Last updated on: November 11, 2019, 02:02h.
Shares of Red Rock Resorts, Inc. (NASDAQ:RRR) are up just six percent year-to-date, putting the operator of the Palms and Station Casinos well behind other regional gaming stocks.
The Las Vegas-based company recently reported third-quarter results that missed Wall Street estimates. Some analysts speculate that investors remain on the sidelines with the stock as they wait for cost-cutting initiatives at the Palms and the ramp-up of the Palace Station to bear fruit.
While RRR’s 3Q19 results showed a slight miss relative to consensus, we believe investor expectations were muted around the quarter, given the continued unknown around the Palms/Palace Station ramp,” said Stifel analyst Steven Wieczynski in a recent note obtained by Casino.org.
Recently, Red Rock CEO Frank Fertitta III announced the closure of Kaos, the once popular nightclub at the Palms, noting that the company will take $28 million in charges over the next two quarters related to shutting down that spot.

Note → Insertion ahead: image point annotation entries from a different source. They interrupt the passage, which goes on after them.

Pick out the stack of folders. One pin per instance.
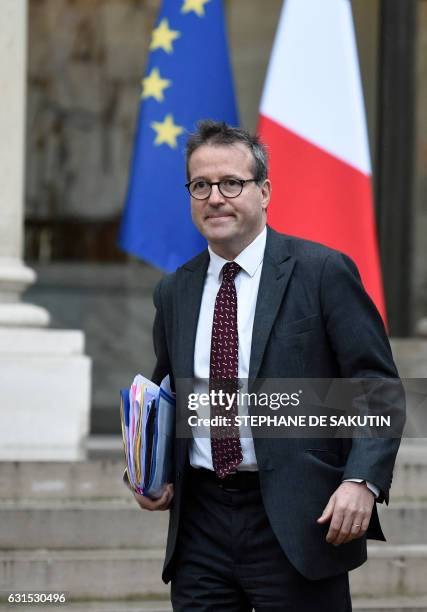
(147, 414)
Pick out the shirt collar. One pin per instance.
(249, 259)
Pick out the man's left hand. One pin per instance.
(349, 509)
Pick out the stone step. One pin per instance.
(398, 604)
(133, 573)
(85, 574)
(395, 604)
(122, 524)
(101, 478)
(97, 479)
(107, 606)
(62, 524)
(392, 570)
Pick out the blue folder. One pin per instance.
(148, 427)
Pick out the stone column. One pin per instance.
(14, 275)
(44, 375)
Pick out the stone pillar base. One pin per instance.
(44, 395)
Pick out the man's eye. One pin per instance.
(231, 183)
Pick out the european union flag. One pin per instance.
(188, 78)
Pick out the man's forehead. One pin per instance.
(236, 155)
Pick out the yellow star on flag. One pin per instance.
(198, 6)
(162, 37)
(153, 85)
(166, 131)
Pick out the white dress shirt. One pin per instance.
(247, 284)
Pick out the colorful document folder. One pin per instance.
(147, 414)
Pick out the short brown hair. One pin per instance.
(219, 133)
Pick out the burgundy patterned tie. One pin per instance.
(225, 441)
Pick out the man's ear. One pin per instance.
(266, 193)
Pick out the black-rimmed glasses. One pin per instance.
(229, 188)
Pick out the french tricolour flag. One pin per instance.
(312, 119)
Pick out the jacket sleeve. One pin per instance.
(163, 364)
(359, 341)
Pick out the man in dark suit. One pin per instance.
(269, 524)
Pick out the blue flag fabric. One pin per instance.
(188, 78)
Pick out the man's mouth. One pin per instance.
(219, 216)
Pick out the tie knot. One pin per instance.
(230, 271)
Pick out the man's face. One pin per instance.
(228, 224)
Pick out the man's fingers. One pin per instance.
(162, 503)
(345, 530)
(328, 511)
(334, 527)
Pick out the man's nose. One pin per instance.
(216, 196)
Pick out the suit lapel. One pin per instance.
(190, 281)
(276, 272)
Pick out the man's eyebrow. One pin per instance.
(222, 178)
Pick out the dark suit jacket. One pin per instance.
(313, 319)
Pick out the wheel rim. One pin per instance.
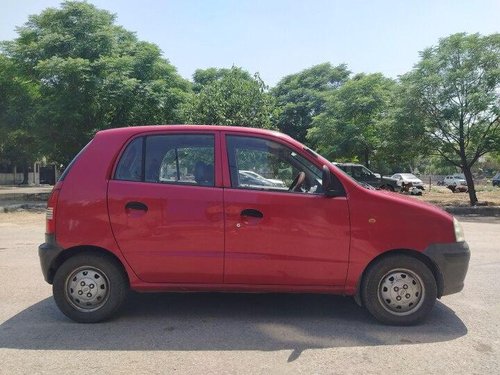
(401, 292)
(87, 289)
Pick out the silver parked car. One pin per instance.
(408, 178)
(454, 180)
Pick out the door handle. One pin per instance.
(252, 213)
(136, 206)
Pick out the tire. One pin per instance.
(399, 290)
(90, 288)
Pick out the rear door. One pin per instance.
(281, 236)
(165, 208)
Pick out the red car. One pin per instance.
(164, 208)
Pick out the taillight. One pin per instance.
(50, 213)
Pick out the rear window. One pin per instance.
(177, 159)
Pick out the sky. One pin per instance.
(280, 37)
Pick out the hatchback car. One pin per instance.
(164, 208)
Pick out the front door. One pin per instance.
(282, 230)
(166, 209)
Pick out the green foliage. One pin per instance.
(456, 88)
(18, 145)
(91, 74)
(301, 96)
(230, 97)
(352, 124)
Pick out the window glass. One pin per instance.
(257, 163)
(187, 159)
(130, 165)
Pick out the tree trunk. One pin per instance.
(25, 175)
(367, 158)
(470, 184)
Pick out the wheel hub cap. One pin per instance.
(87, 288)
(401, 291)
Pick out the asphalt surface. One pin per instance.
(237, 333)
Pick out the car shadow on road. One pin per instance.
(211, 321)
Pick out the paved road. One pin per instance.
(230, 333)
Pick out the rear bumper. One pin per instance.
(452, 261)
(48, 253)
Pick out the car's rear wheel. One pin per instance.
(89, 288)
(399, 289)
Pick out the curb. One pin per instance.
(474, 210)
(38, 207)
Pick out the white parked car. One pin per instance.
(408, 178)
(454, 180)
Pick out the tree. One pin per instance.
(230, 97)
(91, 74)
(18, 145)
(351, 125)
(456, 88)
(301, 96)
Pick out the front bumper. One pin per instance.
(452, 262)
(48, 253)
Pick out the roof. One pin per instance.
(132, 130)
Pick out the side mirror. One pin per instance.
(327, 182)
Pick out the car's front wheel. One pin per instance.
(89, 288)
(399, 289)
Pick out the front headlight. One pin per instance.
(459, 232)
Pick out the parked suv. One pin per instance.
(164, 208)
(363, 175)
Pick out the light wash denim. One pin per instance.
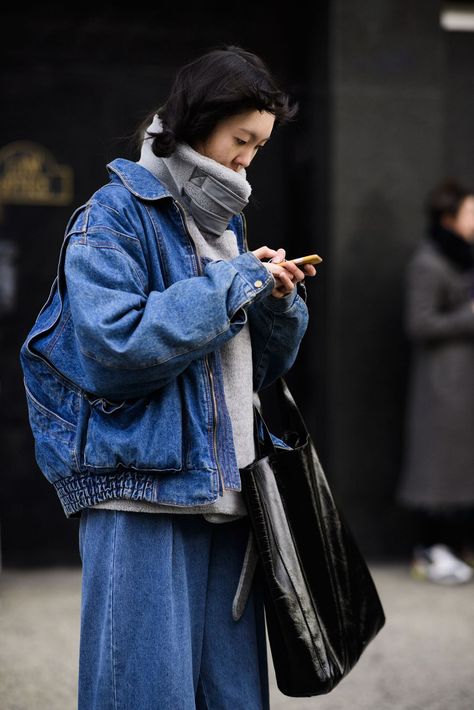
(122, 367)
(157, 631)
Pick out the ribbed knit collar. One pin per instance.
(212, 192)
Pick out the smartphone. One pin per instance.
(302, 260)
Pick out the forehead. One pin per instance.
(256, 124)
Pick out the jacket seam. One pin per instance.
(113, 248)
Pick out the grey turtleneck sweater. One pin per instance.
(177, 173)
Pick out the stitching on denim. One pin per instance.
(113, 248)
(112, 579)
(105, 228)
(259, 365)
(58, 334)
(204, 694)
(184, 351)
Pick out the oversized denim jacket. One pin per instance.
(122, 369)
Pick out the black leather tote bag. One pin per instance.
(321, 604)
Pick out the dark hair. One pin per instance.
(445, 200)
(217, 85)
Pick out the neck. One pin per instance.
(212, 192)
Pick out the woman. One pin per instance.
(438, 480)
(141, 372)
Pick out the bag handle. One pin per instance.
(291, 416)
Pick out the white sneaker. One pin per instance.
(438, 564)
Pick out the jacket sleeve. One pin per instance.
(427, 319)
(132, 341)
(277, 326)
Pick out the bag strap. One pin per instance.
(291, 417)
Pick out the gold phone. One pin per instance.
(302, 260)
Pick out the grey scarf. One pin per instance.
(212, 192)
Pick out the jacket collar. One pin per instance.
(138, 179)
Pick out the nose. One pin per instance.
(244, 158)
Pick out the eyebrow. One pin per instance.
(253, 135)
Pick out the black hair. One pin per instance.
(445, 199)
(219, 84)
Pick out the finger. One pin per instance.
(279, 256)
(298, 274)
(285, 280)
(264, 253)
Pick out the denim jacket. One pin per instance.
(122, 368)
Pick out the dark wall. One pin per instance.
(78, 84)
(402, 114)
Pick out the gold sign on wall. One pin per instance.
(30, 175)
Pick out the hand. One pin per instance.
(286, 276)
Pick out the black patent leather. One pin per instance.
(321, 603)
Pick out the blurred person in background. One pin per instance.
(142, 371)
(437, 482)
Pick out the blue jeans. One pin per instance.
(157, 631)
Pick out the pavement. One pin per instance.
(423, 659)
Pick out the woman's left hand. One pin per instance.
(288, 275)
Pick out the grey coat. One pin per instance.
(438, 466)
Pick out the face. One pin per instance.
(235, 141)
(463, 222)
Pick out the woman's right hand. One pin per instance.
(286, 277)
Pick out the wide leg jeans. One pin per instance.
(157, 631)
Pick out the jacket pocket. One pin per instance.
(55, 439)
(144, 434)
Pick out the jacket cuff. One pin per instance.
(283, 304)
(258, 279)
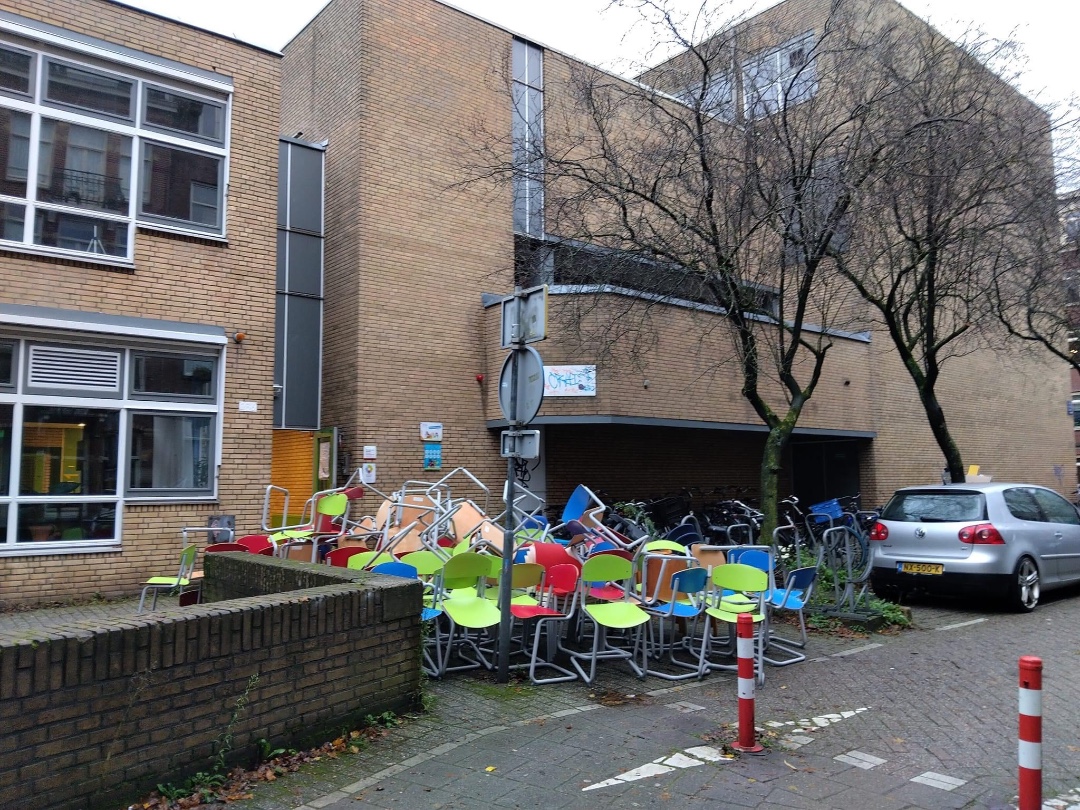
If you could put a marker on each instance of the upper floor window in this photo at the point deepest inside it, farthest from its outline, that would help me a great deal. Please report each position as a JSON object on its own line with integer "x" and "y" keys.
{"x": 88, "y": 153}
{"x": 780, "y": 78}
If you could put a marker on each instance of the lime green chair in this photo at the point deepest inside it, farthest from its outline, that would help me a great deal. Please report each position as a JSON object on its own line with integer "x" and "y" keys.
{"x": 737, "y": 589}
{"x": 181, "y": 580}
{"x": 460, "y": 596}
{"x": 623, "y": 616}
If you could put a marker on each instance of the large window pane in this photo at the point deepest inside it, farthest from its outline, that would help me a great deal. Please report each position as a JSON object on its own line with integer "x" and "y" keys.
{"x": 171, "y": 374}
{"x": 181, "y": 185}
{"x": 90, "y": 90}
{"x": 184, "y": 113}
{"x": 171, "y": 451}
{"x": 5, "y": 422}
{"x": 82, "y": 166}
{"x": 15, "y": 71}
{"x": 12, "y": 217}
{"x": 73, "y": 232}
{"x": 69, "y": 450}
{"x": 14, "y": 151}
{"x": 66, "y": 521}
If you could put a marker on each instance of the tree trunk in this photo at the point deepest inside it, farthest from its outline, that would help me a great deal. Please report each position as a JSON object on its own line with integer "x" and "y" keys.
{"x": 935, "y": 416}
{"x": 771, "y": 467}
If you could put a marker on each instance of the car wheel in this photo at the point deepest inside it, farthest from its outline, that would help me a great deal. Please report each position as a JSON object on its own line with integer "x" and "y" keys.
{"x": 1024, "y": 590}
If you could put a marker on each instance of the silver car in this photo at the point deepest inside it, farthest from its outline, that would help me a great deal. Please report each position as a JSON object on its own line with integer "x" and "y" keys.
{"x": 1012, "y": 540}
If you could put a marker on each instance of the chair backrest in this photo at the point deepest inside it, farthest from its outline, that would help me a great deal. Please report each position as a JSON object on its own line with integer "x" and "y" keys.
{"x": 707, "y": 556}
{"x": 800, "y": 579}
{"x": 577, "y": 503}
{"x": 466, "y": 569}
{"x": 606, "y": 567}
{"x": 367, "y": 558}
{"x": 739, "y": 577}
{"x": 256, "y": 543}
{"x": 188, "y": 562}
{"x": 688, "y": 583}
{"x": 395, "y": 569}
{"x": 340, "y": 557}
{"x": 426, "y": 563}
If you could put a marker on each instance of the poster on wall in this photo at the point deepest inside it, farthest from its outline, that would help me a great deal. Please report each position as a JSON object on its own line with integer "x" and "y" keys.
{"x": 431, "y": 431}
{"x": 569, "y": 380}
{"x": 432, "y": 456}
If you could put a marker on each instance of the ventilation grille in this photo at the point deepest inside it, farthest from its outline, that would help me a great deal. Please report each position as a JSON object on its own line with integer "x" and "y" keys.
{"x": 79, "y": 368}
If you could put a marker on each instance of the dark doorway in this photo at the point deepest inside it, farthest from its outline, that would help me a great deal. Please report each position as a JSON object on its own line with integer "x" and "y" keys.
{"x": 824, "y": 470}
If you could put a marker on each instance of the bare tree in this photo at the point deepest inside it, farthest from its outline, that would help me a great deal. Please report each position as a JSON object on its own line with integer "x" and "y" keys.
{"x": 955, "y": 207}
{"x": 716, "y": 180}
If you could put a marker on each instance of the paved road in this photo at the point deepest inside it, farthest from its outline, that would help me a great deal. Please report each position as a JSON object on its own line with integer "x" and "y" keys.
{"x": 930, "y": 714}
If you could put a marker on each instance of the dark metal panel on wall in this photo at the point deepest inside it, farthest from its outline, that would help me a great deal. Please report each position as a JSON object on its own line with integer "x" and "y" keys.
{"x": 299, "y": 286}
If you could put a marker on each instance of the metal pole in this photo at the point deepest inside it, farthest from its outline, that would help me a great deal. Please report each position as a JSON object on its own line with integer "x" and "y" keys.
{"x": 505, "y": 620}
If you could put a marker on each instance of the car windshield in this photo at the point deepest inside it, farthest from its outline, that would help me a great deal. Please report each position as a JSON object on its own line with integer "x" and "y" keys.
{"x": 935, "y": 507}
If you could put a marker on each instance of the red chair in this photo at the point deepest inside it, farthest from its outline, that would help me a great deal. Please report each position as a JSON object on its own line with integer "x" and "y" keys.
{"x": 257, "y": 544}
{"x": 218, "y": 548}
{"x": 339, "y": 557}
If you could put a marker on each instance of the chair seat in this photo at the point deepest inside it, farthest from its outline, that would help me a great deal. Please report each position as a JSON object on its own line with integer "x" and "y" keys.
{"x": 531, "y": 611}
{"x": 473, "y": 612}
{"x": 617, "y": 615}
{"x": 608, "y": 593}
{"x": 727, "y": 616}
{"x": 678, "y": 609}
{"x": 172, "y": 581}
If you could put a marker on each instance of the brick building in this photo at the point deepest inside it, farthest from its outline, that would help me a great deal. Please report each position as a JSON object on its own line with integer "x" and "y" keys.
{"x": 405, "y": 92}
{"x": 137, "y": 210}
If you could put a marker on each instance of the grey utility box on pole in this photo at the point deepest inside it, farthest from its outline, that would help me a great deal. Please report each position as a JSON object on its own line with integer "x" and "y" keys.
{"x": 521, "y": 394}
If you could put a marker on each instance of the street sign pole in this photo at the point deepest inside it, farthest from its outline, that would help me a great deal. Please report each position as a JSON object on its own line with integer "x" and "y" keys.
{"x": 505, "y": 619}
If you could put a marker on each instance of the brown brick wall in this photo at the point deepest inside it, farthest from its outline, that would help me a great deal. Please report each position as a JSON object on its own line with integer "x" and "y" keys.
{"x": 406, "y": 92}
{"x": 178, "y": 279}
{"x": 96, "y": 716}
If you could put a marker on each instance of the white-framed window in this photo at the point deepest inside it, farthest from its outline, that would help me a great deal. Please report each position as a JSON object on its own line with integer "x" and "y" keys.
{"x": 88, "y": 427}
{"x": 780, "y": 78}
{"x": 717, "y": 98}
{"x": 111, "y": 148}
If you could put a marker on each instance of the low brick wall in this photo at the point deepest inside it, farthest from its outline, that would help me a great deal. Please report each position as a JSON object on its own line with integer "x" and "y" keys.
{"x": 95, "y": 715}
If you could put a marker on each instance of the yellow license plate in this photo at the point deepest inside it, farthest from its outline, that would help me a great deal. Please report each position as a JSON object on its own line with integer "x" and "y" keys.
{"x": 920, "y": 567}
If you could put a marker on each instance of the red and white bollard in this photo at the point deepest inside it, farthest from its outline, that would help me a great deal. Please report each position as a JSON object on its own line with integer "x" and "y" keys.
{"x": 744, "y": 649}
{"x": 1030, "y": 733}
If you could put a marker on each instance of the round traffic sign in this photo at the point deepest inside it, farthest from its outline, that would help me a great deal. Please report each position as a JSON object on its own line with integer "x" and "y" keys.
{"x": 522, "y": 405}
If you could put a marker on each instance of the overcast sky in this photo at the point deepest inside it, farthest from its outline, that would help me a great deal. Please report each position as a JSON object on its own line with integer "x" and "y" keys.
{"x": 1048, "y": 28}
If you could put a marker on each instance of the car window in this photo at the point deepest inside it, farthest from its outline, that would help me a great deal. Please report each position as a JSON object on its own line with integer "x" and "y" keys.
{"x": 1056, "y": 509}
{"x": 1022, "y": 504}
{"x": 935, "y": 507}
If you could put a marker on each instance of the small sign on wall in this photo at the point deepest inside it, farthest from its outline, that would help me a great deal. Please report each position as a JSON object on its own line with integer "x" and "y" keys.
{"x": 432, "y": 456}
{"x": 569, "y": 380}
{"x": 431, "y": 431}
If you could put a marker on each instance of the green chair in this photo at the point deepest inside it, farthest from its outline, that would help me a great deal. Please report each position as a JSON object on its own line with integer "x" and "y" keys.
{"x": 623, "y": 616}
{"x": 181, "y": 580}
{"x": 460, "y": 596}
{"x": 738, "y": 589}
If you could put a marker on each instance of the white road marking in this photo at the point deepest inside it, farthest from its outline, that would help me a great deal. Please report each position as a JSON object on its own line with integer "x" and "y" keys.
{"x": 961, "y": 624}
{"x": 940, "y": 781}
{"x": 701, "y": 754}
{"x": 685, "y": 706}
{"x": 860, "y": 759}
{"x": 856, "y": 649}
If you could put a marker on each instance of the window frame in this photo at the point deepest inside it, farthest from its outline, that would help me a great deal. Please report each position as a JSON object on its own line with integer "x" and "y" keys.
{"x": 19, "y": 396}
{"x": 143, "y": 75}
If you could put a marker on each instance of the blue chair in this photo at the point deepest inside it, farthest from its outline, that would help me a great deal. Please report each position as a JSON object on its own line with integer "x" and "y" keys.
{"x": 793, "y": 596}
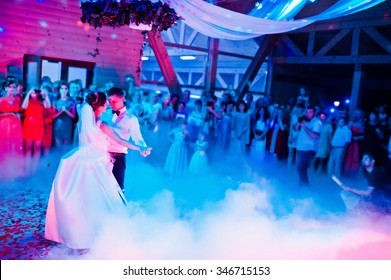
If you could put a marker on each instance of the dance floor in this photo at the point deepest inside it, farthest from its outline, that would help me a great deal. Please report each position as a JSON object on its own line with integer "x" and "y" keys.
{"x": 241, "y": 210}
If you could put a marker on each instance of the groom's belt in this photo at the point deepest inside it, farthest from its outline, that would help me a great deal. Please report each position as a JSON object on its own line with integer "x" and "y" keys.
{"x": 117, "y": 154}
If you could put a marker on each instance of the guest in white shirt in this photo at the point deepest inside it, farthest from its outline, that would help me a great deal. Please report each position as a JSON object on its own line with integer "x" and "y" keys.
{"x": 339, "y": 144}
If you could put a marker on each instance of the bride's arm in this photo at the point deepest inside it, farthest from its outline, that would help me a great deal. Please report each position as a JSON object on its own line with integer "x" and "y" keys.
{"x": 113, "y": 135}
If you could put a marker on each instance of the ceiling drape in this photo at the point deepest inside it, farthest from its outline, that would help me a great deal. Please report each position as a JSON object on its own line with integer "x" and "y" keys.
{"x": 269, "y": 18}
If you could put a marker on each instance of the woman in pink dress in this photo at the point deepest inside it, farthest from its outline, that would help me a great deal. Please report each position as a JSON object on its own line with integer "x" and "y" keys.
{"x": 34, "y": 105}
{"x": 11, "y": 140}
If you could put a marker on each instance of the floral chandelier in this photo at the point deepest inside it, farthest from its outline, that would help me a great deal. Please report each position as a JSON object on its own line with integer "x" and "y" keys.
{"x": 117, "y": 13}
{"x": 158, "y": 16}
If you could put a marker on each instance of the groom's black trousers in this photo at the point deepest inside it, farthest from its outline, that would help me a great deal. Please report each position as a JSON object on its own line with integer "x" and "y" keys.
{"x": 119, "y": 168}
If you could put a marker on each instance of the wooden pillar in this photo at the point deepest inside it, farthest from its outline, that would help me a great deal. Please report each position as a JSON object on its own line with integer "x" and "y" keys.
{"x": 357, "y": 75}
{"x": 211, "y": 65}
{"x": 255, "y": 65}
{"x": 165, "y": 63}
{"x": 355, "y": 97}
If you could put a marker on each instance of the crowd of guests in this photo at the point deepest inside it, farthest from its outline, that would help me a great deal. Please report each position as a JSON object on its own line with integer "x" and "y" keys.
{"x": 188, "y": 133}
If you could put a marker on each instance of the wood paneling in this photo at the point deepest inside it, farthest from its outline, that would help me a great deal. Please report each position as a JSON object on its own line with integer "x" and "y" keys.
{"x": 53, "y": 29}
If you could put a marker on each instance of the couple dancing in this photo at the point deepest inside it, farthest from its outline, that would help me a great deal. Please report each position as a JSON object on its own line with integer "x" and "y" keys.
{"x": 86, "y": 188}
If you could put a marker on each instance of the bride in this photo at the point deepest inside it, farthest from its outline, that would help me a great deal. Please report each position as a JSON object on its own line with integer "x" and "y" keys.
{"x": 84, "y": 190}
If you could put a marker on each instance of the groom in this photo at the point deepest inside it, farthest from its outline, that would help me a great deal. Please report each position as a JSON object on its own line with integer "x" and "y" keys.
{"x": 126, "y": 126}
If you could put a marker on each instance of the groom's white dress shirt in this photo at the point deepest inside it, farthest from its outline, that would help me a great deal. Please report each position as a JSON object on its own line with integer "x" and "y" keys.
{"x": 126, "y": 126}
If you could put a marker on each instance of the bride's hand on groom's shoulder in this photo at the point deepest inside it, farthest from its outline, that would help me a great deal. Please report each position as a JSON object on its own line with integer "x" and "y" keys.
{"x": 145, "y": 151}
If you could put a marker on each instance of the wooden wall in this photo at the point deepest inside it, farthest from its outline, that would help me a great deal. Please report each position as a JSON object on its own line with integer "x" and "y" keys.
{"x": 52, "y": 28}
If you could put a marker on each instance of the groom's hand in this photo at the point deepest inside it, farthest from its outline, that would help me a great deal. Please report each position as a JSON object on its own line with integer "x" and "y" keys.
{"x": 146, "y": 152}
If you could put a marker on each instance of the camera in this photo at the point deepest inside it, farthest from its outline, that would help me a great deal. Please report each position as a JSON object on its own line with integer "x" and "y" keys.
{"x": 209, "y": 103}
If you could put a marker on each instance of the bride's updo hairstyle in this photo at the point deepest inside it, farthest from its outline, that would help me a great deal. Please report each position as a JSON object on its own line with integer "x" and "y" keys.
{"x": 96, "y": 99}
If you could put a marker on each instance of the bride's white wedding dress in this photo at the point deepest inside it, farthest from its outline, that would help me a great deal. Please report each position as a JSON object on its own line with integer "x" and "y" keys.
{"x": 84, "y": 191}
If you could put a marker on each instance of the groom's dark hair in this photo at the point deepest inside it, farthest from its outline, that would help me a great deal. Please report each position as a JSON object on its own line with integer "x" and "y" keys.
{"x": 116, "y": 91}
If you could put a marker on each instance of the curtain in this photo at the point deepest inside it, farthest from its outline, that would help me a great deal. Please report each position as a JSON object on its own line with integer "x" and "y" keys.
{"x": 269, "y": 17}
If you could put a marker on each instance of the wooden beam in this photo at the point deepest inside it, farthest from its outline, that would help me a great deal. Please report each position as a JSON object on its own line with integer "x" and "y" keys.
{"x": 164, "y": 62}
{"x": 379, "y": 38}
{"x": 311, "y": 43}
{"x": 205, "y": 50}
{"x": 291, "y": 45}
{"x": 355, "y": 42}
{"x": 326, "y": 48}
{"x": 255, "y": 65}
{"x": 348, "y": 59}
{"x": 356, "y": 89}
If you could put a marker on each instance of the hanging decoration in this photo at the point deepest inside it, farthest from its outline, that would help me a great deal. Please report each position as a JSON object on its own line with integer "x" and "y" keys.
{"x": 158, "y": 16}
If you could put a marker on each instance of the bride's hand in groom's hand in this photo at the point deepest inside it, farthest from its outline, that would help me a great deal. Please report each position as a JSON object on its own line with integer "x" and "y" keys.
{"x": 145, "y": 151}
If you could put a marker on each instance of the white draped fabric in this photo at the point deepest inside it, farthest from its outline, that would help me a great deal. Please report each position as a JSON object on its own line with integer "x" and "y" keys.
{"x": 271, "y": 18}
{"x": 84, "y": 191}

Fertitta cited the high cost of booking top-rate entertainment for the club, as well as a lack of benefit to the gaming area at the Palms as the reasons for Kaos being shuttered. The CEO believes the 73,000 square feet the venue club occupies can be better used in a different fashion.
Justifying Expenses
Fertitta and his billionaire brother Lorenzo combine to own 41.2 percent of Red Rock equity. The company is the parent of Station Casinos and owns 21 gaming properties. The regional gaming operator acquired the Palms in 2016 for $312.5 million, and have since poured another $679 million into the venue, bringing the investment to nearly $1 billion.
Since June 1, 2016, Red Rock shares are flat, while rivals Boyd Gaming (NYSE:BYD) and Penn National Gaming (NASDAQ:PENN) are higher by 54 percent and 52.51 percent, respectively.
As Wieczynski points out, investors considering Red Rock stock may need to be patient while waiting for the Palms and Palace Station efforts to pay off.
“We would expect shares to come under pressure tomorrow, as management noted the Palms ramp will continue to take some time, while the Palace Station ramp has been slower than expected as its expense structure needs some fine-tuning,” said the Stifel analyst.
Focusing On Free Cash Flow
Free cash flow (FCF) is an often-used valuation metric with gaming equities, and it could be one that lures some investors to Red Rock, as the company is targeting an FCF yield of 11 percent. But that still trails some rivals. For example, Boyd Gaming could have an FCF yield of 13.5 percent this year and 14.5 percent in 2020.
“11% is a compelling FCF yield for most investors, but with other regional gaming companies trading at 15%-25% FCF yields with less noise around property ramp timings, we believe investors could start to turn their attention elsewhere,” said Wieczynski.
The Stifel analyst has a “hold” rating and a $23 price target on Red Rock shares. That forecast is slightly below the Wall Street consensus of $24.10.